Gli sbarchi in Italia? Tutta colpa del franco CFA e della Francia, che spreme i Paesi africani impoverendoli, costringendo i suoi abitanti a migrare in Europa. Vi sono più argomenti che rendono pretestuose le accuse mosse da politici del Movimento 5 Stelle e del Partito Fratelli d’Italia al franco CFA e alla Francia. Tra gli oltre 23mila migranti sbarcati in Italia nel 2018 quelli provenienti dai 14 Paesi che usano la valuta erede del franco delle colonie francesi d’Africa sono meno del 9 per cento.
Nella lista dei Paesi di origine dei migranti sbarcati sulle nostre coste, il primo paese che usa il franco CFA è la Costa d’Avorio, ed è solo 8°. E a chi accusa la Francia di impoverire i Paesi africani obbligandoli a versare metà delle loro riserve valutarie presso la Banca francese, che materialmente cambia la valuta internazionale in CFA, il presidente Emmanuel Macron ha ribadito di recente il concetto: nessun obbligo, ogni Paese è libero di coniare la propria moneta nazionale qualora lo ritenga opportuno.

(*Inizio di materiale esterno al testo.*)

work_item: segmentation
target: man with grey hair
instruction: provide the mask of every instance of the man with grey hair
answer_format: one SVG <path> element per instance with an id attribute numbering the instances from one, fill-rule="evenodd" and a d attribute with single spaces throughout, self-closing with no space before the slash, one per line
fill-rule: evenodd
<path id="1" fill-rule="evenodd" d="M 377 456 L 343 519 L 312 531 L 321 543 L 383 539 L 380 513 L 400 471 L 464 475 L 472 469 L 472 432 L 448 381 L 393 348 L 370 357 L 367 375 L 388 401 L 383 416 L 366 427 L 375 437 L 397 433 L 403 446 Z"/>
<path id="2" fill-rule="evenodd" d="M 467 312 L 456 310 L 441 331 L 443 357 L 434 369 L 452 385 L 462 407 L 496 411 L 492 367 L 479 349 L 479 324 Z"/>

La verità, probabilmente, sta nel mezzo. Perché questa valuta, creata nel 1945, è uno degli strumenti con cui la Francia cerca di conservare la sua influenza su quella parte del Continente africano in cui ha sempre esercitato una leadership culturale, linguistica e commerciale.
Sono due i gruppi di Paesi africani ad usare il franco CFA. Un primo gruppo di sei Paesi dell’Africa centrale, riuniti nella Comunità economica e monetaria dell’Africa centrale (Cemac). E un secondo gruppo di otto Paesi dell’Africa occidentale, riuniti nell’Unione economica e monetaria ovest-africana (Uemoa). Il primo gruppo ha come istituto di emissione la Banque centrale des États de l’Afrique de l’Ouest. Il secondo gruppo la Banque des États de l’Afrique centrale. Sono due valute non intercambiabili. Dopo l’introduzione dell’euro il valore del CFA è stato agganciato alla nuova valuta (1 Euro = 655,957 franchi CFA).

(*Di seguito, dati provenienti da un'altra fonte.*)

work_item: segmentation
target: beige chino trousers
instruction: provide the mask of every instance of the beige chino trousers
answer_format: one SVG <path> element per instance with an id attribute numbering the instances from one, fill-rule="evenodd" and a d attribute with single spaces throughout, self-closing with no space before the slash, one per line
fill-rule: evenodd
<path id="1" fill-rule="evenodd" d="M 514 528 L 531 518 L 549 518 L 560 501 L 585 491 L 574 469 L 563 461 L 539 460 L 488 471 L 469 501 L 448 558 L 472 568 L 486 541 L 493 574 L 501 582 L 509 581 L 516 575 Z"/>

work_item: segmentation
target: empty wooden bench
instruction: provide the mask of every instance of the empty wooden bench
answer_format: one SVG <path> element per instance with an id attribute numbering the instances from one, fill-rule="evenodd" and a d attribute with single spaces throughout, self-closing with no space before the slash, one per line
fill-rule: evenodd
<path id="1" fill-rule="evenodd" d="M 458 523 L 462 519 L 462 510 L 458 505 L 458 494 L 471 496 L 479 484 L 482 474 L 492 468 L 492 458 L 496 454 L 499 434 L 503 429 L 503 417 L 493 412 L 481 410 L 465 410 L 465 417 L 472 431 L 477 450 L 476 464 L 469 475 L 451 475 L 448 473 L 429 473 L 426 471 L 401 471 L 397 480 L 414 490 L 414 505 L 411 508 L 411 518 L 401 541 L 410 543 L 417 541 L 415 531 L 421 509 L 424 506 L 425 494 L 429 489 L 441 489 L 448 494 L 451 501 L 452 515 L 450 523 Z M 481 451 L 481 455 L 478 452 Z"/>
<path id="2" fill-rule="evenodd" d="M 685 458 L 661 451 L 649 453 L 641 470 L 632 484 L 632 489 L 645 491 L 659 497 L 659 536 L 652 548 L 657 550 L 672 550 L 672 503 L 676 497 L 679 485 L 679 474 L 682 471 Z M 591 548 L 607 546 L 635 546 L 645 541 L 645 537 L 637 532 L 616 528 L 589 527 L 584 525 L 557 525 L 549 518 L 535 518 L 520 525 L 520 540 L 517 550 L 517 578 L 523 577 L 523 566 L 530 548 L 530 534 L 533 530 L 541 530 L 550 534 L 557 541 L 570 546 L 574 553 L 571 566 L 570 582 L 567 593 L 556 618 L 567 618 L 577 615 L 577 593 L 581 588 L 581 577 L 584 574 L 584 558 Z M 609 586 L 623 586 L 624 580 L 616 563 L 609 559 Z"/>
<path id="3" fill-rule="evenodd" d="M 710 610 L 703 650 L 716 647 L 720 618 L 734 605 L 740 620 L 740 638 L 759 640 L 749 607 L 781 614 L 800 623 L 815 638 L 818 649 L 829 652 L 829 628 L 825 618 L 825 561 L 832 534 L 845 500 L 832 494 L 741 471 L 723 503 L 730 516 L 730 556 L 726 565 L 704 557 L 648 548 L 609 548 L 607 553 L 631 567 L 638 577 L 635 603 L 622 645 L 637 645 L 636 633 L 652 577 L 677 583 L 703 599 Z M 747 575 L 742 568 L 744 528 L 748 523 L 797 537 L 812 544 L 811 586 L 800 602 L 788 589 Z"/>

Tra i vantaggi derivanti dall’adozione di questa valuta vi è senza dubbio una sorta di scudo contro la svalutazione. Il CFA ripara anche dalle impennate inflattive che sovente scuotono l’Africa e rappresenta una garanzia anche in termini di integrazione regionale, facilitando gli scambi tra i Paesi che lo utilizzano. Non mancano gli svantaggi. Il più evidente è di costituire un potenziale freno allo sviluppo di questi Paesi. A farne le spese sono soprattutto i produttori africani desiderosi di esportare i loro beni in Europa. Il cambio fisso rende molto costose le loro merci e agevola gli agricoltori francesi ed europei.

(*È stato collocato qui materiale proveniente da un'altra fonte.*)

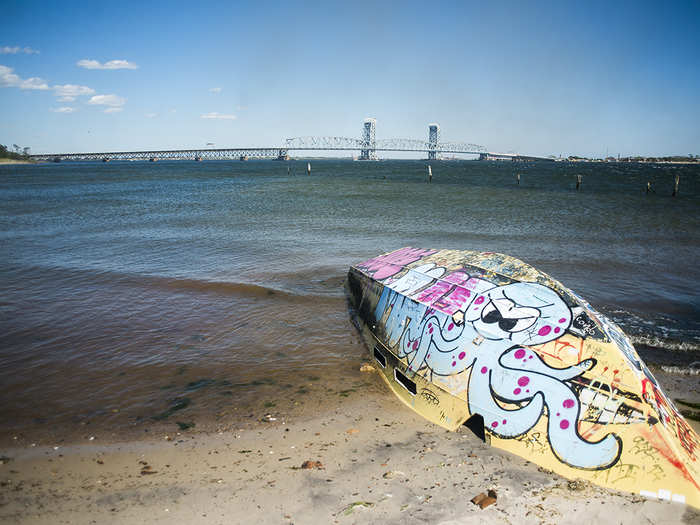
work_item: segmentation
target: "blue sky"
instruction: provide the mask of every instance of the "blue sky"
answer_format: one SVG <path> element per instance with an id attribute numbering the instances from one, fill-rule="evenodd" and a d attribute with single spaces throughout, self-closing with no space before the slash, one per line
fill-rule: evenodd
<path id="1" fill-rule="evenodd" d="M 700 3 L 32 2 L 0 18 L 0 143 L 34 153 L 427 138 L 700 154 Z"/>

Ma accusare la Francia di tassare questi 14 Paesi africani, investendo il 50% delle loro riserve (custodite presso la Banca centrale) in titoli di Stato francesi, al solo fine di finanziare la spesa pubblica, è fuorviante. Stiamo parlando di circa 10 miliardi di euro depositati complessivamente. L’impatto è marginale. Se fossero tutti investiti in titoli di Stato, non supererebbero lo 0,5% del debito francese.
Al di là di ciò l’Africa rimane strategica per la Francia. Minacciata dall’espansione della Cina, ormai primo partner commerciale del Continente nero, ma insidiata anche dall’aggressiva concorrenza di India, Brasile e Turchia, decisi ad accaparrarsi le risorse africane, Parigi è determinata a difendere i suoi interessi con le unghie. In gioco ci sono l’uranio del Niger e della Repubblica Centroafricana, il petrolio del Gabon e del Ciad, le risorse agricole di altri Paesi, i metalli della Guinea Conakry.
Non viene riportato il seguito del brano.